Even before the dust settled on the allocation of portfolio of ministries in the newly formed government, a steady flow of government initiatives on the electric vehicles (EVs) front is causing concern in the auto industry.
The moves, primarily driven by the government’s think tank NITI Aayog along with several ministries such as transportation and heavy industries, have proposed a rapid shift to electric vehicles in the next decade. Firstly, NITI Aayog suggested that 40% of all cars used by cab operators like Ola and Uber should be electric vehicles by 2026. It was also proposed that all new cars sold for commercial purposes post 2026 should be electric.
An unconfirmed report in television channel CNBC-TV18 said that the Ministry of Road Transport and Highways led by Nitin Gadkari was proposing to ban internal combustion engines in three-wheelers by 2023 and in two-wheelers by 2025. The report said that “the work on draft notification has started and it would be put for stakeholder consultation in the next 7-10 days.”

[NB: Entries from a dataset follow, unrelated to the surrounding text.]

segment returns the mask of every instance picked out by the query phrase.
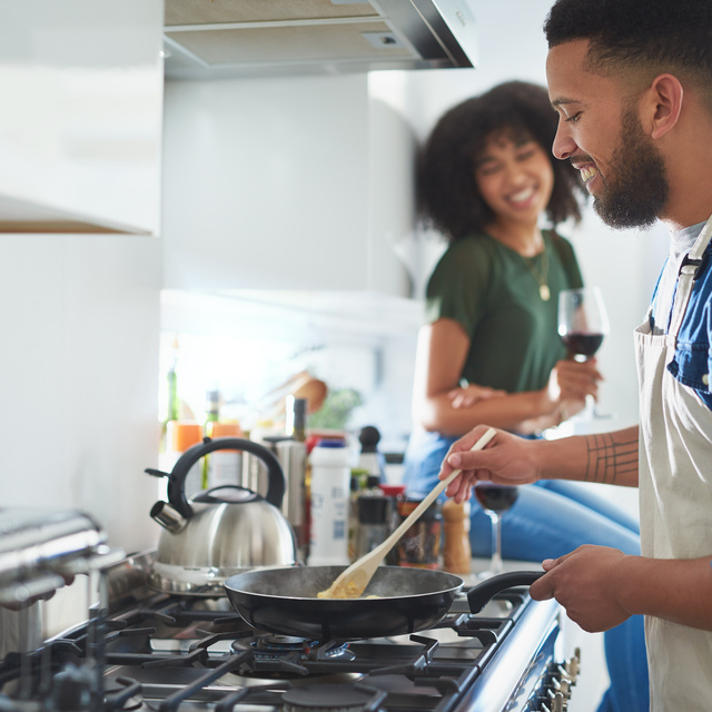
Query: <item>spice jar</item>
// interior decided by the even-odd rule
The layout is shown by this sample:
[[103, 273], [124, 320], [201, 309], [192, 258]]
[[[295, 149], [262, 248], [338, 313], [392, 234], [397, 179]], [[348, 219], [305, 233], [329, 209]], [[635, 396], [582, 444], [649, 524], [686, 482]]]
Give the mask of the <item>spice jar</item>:
[[[404, 522], [422, 500], [405, 498], [398, 502], [398, 515]], [[398, 565], [437, 570], [441, 556], [441, 504], [435, 501], [398, 542]]]

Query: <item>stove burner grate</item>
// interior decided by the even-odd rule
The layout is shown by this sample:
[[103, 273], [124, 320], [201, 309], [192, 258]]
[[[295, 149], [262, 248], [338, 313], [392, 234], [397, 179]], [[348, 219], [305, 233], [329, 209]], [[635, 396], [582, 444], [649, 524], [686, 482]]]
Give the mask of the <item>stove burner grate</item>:
[[304, 685], [281, 695], [284, 712], [378, 712], [386, 693], [364, 684]]

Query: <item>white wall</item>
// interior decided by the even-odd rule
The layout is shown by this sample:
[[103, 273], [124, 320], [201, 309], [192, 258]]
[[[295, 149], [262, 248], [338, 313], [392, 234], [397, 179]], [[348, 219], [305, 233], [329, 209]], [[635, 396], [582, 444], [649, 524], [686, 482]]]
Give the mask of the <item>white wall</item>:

The government is also likely to issue tenders to companies to set up a battery manufacturing base whose combined capacity will be 50 gigawatts. The cabinet is said to be considering offering incentives for setting up battery-making units, which will be up and running by 2022. The investment outlay is $50 billion. India’s biggest carmarker Maruti Suzuki is already setting up its battery plant in Gujarat. Taken together with the Faster Adoption and Manufacturing of Electric Vehicles Scheme, which entered its second phase in April 2019, the intent for a sustained EV push is becoming evident. The scheme also outlines plans for indigenising a whole range of auto components.
When the idea was mooted by Gadkari to stop sale of conventional vehicles by 2030, the industry was very vocal in their protest. The government later clarified that it was only a proposal. This time, too, two-wheeler industry players have urged the government to make a more realistic road map for EVs. Pawan Munjal, chairman of Hero MotorCorp, India’s biggest two-wheeler maker, warned that the move (to push EVs) could have serious implications.

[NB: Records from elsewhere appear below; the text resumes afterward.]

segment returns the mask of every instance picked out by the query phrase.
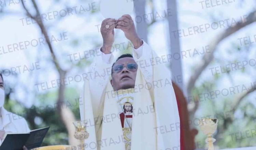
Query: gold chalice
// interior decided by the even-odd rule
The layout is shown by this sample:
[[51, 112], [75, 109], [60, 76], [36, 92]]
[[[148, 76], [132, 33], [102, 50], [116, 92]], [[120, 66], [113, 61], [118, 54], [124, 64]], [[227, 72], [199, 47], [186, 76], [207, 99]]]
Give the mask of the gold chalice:
[[75, 128], [74, 137], [76, 139], [79, 140], [80, 142], [80, 144], [78, 146], [79, 150], [84, 150], [86, 147], [84, 140], [89, 137], [89, 133], [86, 131], [86, 125], [87, 123], [87, 121], [85, 120], [73, 122]]
[[213, 142], [216, 140], [212, 138], [212, 134], [217, 130], [218, 120], [217, 118], [206, 119], [199, 120], [199, 125], [201, 130], [207, 135], [205, 142], [208, 144], [208, 150], [214, 150]]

He said: “Coming close on the heels of the implementation of BS-VI norms in 2020, this move could have serious implications on the industry and the millions who are dependent on it.” Earlier, two other large local manufacturers, Bajaj Auto and TVS Motors, too advised caution in setting earlier deadlines for EV adoption in the two-wheeler space.
In an interview to the Economic Times, S.S. Kim, managing director of Chennai-based Hyundai Motor, said that electrification is a step in the right direction but OEMs need time to prepare for it. He said that if the government’s intent was true, the decision appears to be hasty. Hyundai, however, has been planning its EV strategy in India for some time now. It invested $300 million in Ola to jointly develop a electric car and the company will also assemble its new EV, Kona, in the country. On the other hand, Mahindra & Mahindra, India’s largest EV manufacturer, expects to double sales of battery-powered vehicles by 2020.

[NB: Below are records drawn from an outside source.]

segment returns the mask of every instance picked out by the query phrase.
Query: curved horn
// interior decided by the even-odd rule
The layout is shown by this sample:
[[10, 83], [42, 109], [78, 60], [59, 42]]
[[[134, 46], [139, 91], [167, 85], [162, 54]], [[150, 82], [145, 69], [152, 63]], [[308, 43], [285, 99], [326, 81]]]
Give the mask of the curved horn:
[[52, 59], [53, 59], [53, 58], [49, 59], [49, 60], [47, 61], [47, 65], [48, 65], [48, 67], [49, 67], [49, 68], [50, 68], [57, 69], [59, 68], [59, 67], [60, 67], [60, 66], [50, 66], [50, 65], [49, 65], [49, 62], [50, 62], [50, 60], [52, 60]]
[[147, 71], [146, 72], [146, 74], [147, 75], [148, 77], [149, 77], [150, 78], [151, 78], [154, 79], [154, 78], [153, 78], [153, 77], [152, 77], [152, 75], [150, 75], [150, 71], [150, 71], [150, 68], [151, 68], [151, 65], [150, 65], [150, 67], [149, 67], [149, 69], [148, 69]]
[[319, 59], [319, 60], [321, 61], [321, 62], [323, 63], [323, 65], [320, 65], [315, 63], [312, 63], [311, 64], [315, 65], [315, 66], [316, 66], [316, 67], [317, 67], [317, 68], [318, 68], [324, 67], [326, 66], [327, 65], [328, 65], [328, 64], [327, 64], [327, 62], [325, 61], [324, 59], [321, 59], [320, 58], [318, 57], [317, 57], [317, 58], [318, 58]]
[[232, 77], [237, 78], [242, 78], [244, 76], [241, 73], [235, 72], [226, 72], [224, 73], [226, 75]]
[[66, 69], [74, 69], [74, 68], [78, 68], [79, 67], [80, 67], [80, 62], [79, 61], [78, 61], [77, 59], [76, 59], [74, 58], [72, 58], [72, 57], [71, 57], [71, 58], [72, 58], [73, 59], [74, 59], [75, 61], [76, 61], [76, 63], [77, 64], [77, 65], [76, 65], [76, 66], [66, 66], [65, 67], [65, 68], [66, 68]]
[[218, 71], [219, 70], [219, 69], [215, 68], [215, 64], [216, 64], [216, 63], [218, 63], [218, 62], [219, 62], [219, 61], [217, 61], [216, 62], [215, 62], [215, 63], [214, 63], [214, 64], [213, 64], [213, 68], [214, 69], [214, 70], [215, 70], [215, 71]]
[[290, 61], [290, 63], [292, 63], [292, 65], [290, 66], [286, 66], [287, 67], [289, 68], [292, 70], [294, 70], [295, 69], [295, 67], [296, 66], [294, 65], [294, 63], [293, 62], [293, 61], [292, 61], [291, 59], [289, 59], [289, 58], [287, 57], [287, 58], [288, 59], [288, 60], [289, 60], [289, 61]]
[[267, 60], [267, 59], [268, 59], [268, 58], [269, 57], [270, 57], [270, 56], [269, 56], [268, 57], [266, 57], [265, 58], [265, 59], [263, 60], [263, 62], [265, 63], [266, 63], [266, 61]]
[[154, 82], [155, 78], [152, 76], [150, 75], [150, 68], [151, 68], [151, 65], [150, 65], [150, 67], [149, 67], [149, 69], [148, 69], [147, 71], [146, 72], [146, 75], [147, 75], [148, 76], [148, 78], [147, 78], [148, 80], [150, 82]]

Industry observers feel that the government’s intent to push EVs will be much harder this time around. Both Gadkari and Piyush Goyal, who is now the minister for railways and commerce and industry, are proponents of the change. Gadkari’s stand on EV is already well known, while Goyal pushed hard for green energy initiatives even though many of these projects did not appear commercially viable at the start.
With China’s success with EVs, especially in the two-wheeler space, where it pushed out conventional motorcycles from cities and enforced an EV-only rule in several polluted areas, chances are India may lag behind in the race if the local industry doesn’t begin investing in the business. Having successfully led their ministries, it is unlikely that the two ministers would want to carry the blame for lagging behind in the EV race. Expect faster and harder changes going ahead.